Fairclough pontua que atualmente nos EUA os estoques podem ser considerados baixos, especialmente para herbicidas à base de glifosato, glufosinato, dicamba, 2,4-D e atrazina; e para os inseticidas bifentrina e lambda-cialotrina. Já no Canadá, há registros da falta de glifosato. No Brasil, por sua vez, os produtores relatam o desabastecimento de atrazina, diquat e cada vez mais de glifosato. Fora das Américas, embora os níveis de estoque estejam mais baixos que o usual, ainda não há uma situação de desabastecimento que acarretaria em uma crise de insumos.
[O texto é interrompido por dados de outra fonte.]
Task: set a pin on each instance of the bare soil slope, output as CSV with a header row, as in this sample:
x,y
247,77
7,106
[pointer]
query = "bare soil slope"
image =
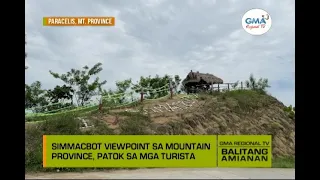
x,y
234,112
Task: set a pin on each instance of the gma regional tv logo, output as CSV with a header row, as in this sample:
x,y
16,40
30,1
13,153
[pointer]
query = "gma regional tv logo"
x,y
256,21
78,21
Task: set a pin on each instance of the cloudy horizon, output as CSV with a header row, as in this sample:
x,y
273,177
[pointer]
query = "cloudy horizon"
x,y
164,37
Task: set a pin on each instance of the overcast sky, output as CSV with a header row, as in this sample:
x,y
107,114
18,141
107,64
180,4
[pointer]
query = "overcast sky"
x,y
164,37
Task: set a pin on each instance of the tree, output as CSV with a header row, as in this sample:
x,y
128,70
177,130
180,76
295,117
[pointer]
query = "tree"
x,y
261,85
79,81
122,87
57,97
60,93
35,96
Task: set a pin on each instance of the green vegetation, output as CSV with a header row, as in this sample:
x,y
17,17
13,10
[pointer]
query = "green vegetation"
x,y
77,92
283,162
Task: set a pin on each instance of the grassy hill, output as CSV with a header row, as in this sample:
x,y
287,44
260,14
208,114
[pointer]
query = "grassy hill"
x,y
233,112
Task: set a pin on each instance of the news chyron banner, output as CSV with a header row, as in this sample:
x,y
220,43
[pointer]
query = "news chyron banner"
x,y
129,151
244,151
79,21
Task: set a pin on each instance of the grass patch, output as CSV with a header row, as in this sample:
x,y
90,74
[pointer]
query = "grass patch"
x,y
283,162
No entanto, Camila Guimarães que lidera a área de negócios Crop Subscription da Kynetec Brasil, afirma que o cenário internacional é desafiador para o agronegócio brasileiro, considerando não somente o desabastecimento, mas também a alta dos preços. Isso porque os insumos agrícolas, a depender do cultivo, podem representar até 60% do custo de produção atualmente e, sendo o país tão dependente das importações, é fortemente impactado pela oferta restrita e elevação de preços. Este cenário reflete mudanças no comportamento de adoção dos agricultores no ciclo 2022/23, além de desafiar as margens da atividade no campo. “Mais do que nunca a palavra eficiência operacional deverá fazer parte do agronegócio brasileiro. Todos que atuam na cadeia agro, passando por indústrias de insumos, canais de distribuição, produção agrícola e tradings, devem buscar melhoria de processos”, diz Camila Guimarães.
Desta forma, para se manter como importante mercado produtor de alimentos e gerador de riqueza, o agronegócio brasileiro deverá se reinventar, buscando aumentar a capacidade local de produção de fertilizantes, além de um uso mais inteligente dos insumos agrícolas.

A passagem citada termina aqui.